Question

For instance, is the following possible:

#define definer(x) #define #x?
Was it helpful?

Solution

Though your syntax is invalid, the answer to your question is technically yes. But it can only be accomplished by nasty tricks that make your code unreadable and unmaintainable.

See also: http://www.ioccc.org/years.html#1995_vanschnitz and http://www.ioccc.org/years.html#2004_vik2

OTHER TIPS

No, you can't do that.
The pound (#) symbol has a different meaning while in a definition. it means - if this is an argument, make it a string by quoting it.

You cannot nest C preprocessor directives. Luckily, it is almost never necessary. If you really need that kind of power, you will almost certainly be better off with another preprocessor that you run before handing off the code to the C compiler. For example:

sed 's/@CUSTOMER@/J. Random Person/' foo.c.in > foo.c
cc foo.c

Another useful trick is to isolate the trickery into a single header file, which is generated by a program you write yourself:

./generate-trickery --greet 'J. Random Person' > foo.h

where foo.h will look like something like this:

#define GREET(x) ("J. Random Person greets you, " #x)
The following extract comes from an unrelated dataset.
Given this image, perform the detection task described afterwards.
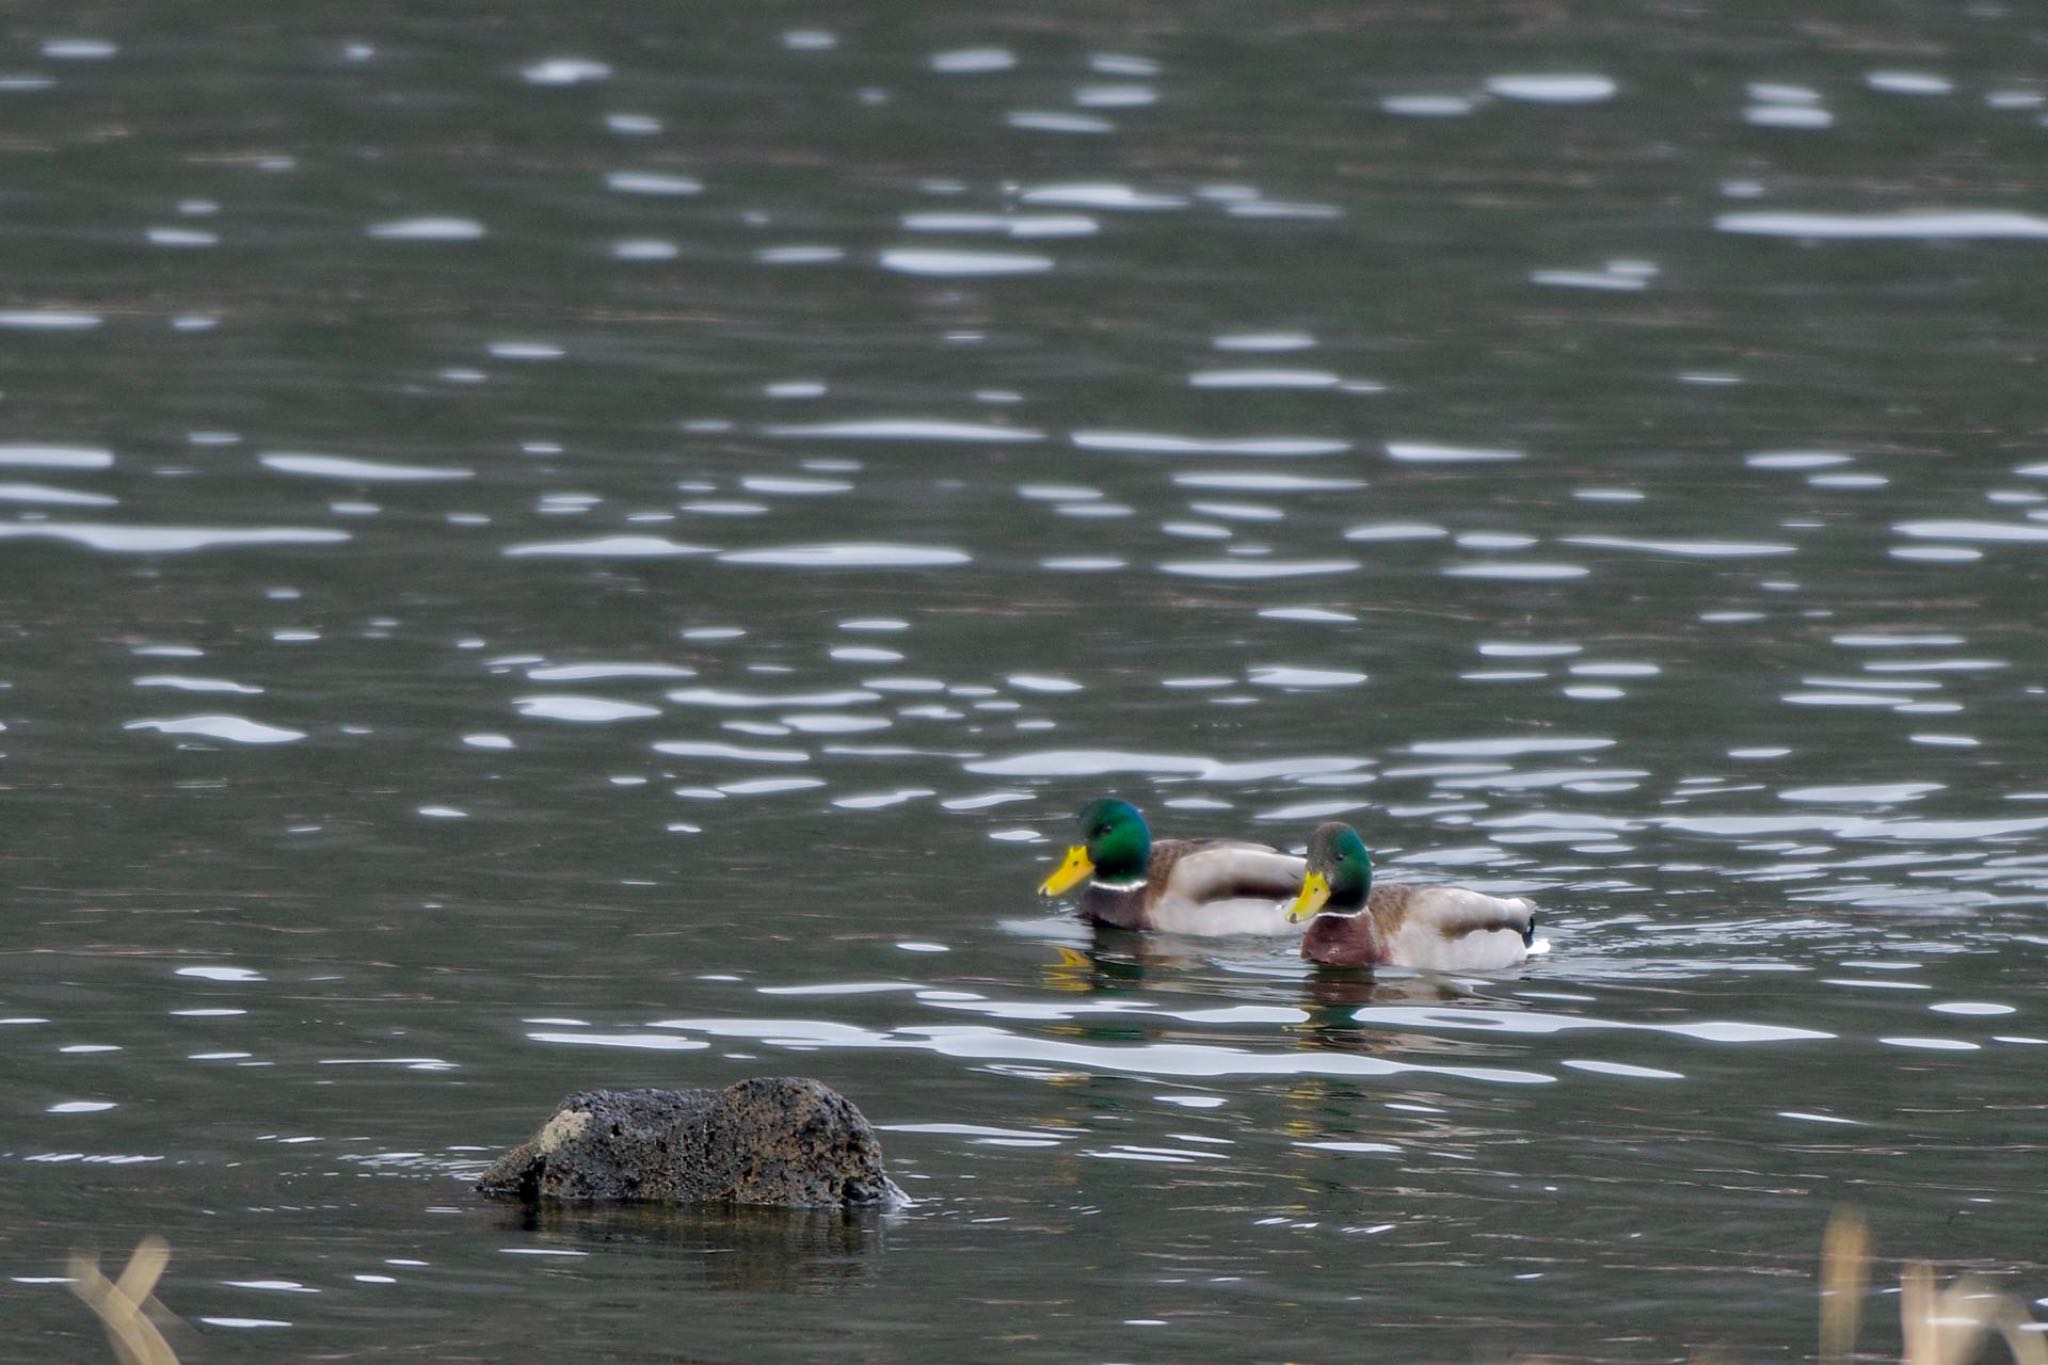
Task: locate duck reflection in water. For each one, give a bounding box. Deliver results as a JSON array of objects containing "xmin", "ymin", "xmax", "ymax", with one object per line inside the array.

If you tie this together with a Makefile, or some other automation, it will be pretty seamless and not trip up your development much.

No, you can't do that.

You can reference one macro from another, but you cannot define one macro from another.

If you are trying to create a segment of preprocessor code that can be called multiple times to perform slightly different things, one (moderately awful) way you can do this is to isolate the code into a single .h file which you then #include several times. The idea is that each time you #include the file you are "calling your routine" -- you "pass arguments" by first #defineing certain preprocessor constants that the included file refers to.

One place where I've seen this be useful is in generating "smart" enumerations that can convert to/from their "stringized" forms (which is useful for I/O). You create a .h file containing e.g.

ENUMVAL(foo)
ENUMVAL(bar)
ENUMVAL(baz)

and then later #include this file twice: once where ENUMVAL() is defined in such a way as to create an enum declaration, and once when ENUMVAL() is defined in such a way as to produce an array of stringized names. By doing it this way, you don't need to specify the list of actual tokens more than once.

#define definer(x) #define #x?

#x is a stringification of x. You can't #define a string token. (#define "foo".) It has to be an identifier [a-zA-Z0-9_]* token.

You can't nest #define's like that. You can't have a #define in a #define.

You can have #if's inside #if blocks.

#ifdef FOO

#ifdef BAR
 ...
#else // BAR
 ...
#endif // BAR

#else // FOO
 ...
#endif //FOO

You are also somewhat limited as to the expressions you can use in #if macros. But you can sometimes work around that. For example:

        /* Use CONCATENATE_4_AGAIN to expand the arguments to CONCATENATE_4 */
#define CONCATENATE_4(      a,b,c,d)  CONCATENATE_4_AGAIN(a,b,c,d)
#define CONCATENATE_4_AGAIN(a,b,c,d)  a ## b ## c ## d

    /* Creates a typedef that's legal/illegal depending on EXPRESSION.       *
     * Note that IDENTIFIER_TEXT is limited to "[a-zA-Z0-9_]*".              *
     * (This may be replaced by static_assert() in future revisions of C++.) */
#define STATIC_ASSERT( EXPRESSION, IDENTIFIER_TEXT)                     \
  typedef char CONCATENATE_4( static_assert____,      IDENTIFIER_TEXT,  \
                              ____failed_at_line____, __LINE__ )        \
            [ (EXPRESSION) ? 1 : -1 ]

Plus something like:

STATIC_ASSERT( sizeof(int1) == 1, sizeof_int1_equal_1 );

(Yes, I know about #include <stdint.h>. It's just an example.)